Thu Jun 12 21:56:18 EDT 2003

[me, last Sunday]
> I'm mulling ways to evaluate the quality of a training corpus, and was
> wondering what the rest of you have tried.

[Tim's response]
> What is the purpose of testing for you?  A useful answer will contain at
> least one number <wink>.

Primary purpose is to find misclassified messages.  Secondary purpose is
to give me a warm fuzzy feeling that Spambayes is #1 (ie. correctly
classifies mail that it has not been trained on).  (There, I got a
number in.)

> timcv does that 10 times (or N times, for whatever N you choose), training
> on (N-1)/N of the messages and scoring the remaining 1/N of them.
[...]
> That's what timcv does if you set N equal to the number of messages (M) in
> the database.  In outline:

Hmmm, OK.  I guess I could use timcv.py then, but rearranging my 18
corpora into 10 directories each would is a bit inconvenient.  So I
tried an end-run around timcv.py by modifying my scoring script to
untrain, score, and retrain.  Here's a simplified version:

"""
import sys 
from spambayes import hammie 
from spambayes import tokenizer 

def score(tokens, label): 
    (prob, clues) = bayes.spamprob(tokens, True) 
    high_clues = ["%s:%.3f" % clue for clue in clues[-5:]] 
    high_clues = ", ".join(high_clues) 
    print "%s: %.3f: %s" % (label, prob, high_clues) 

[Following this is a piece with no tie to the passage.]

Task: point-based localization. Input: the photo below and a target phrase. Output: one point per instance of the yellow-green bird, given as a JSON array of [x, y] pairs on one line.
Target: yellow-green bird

(db_filename, msg_filename) = sys.argv[1:] 
hammie = hammie.open(db_filename, mode="w") 
bayes = hammie.bayes 

# Read and tokenize message (which must be spam) 
message = open(msg_filename).read() 
tokens = list(tokenizer.tokenize(message)) 

# Score with that message (presumably) in the database. 
score(tokens, "initial") 

# Untrain (ie. remove this message from the database) and score again 
# (this is where we assume the message is spam). 
bayes.unlearn(tokens, True) 
score(tokens, "unlearn") 

# Retrain and score one last time.  Should give identical results 
# to the initial scoring... but doesn't! 
bayes.learn(tokens, True) 
score(tokens, "relearn") 
"""

...does that look correct?  It seems to work with a pickle store, but
I'm getting weird results with a DB store.  I think that's another issue
though -- see my next post...

        Greg
-- 
Greg Ward <gward at python.net>                         http://www.gerg.ca/
Jesus Saves -- and you can too, by redeeming these valuable coupons!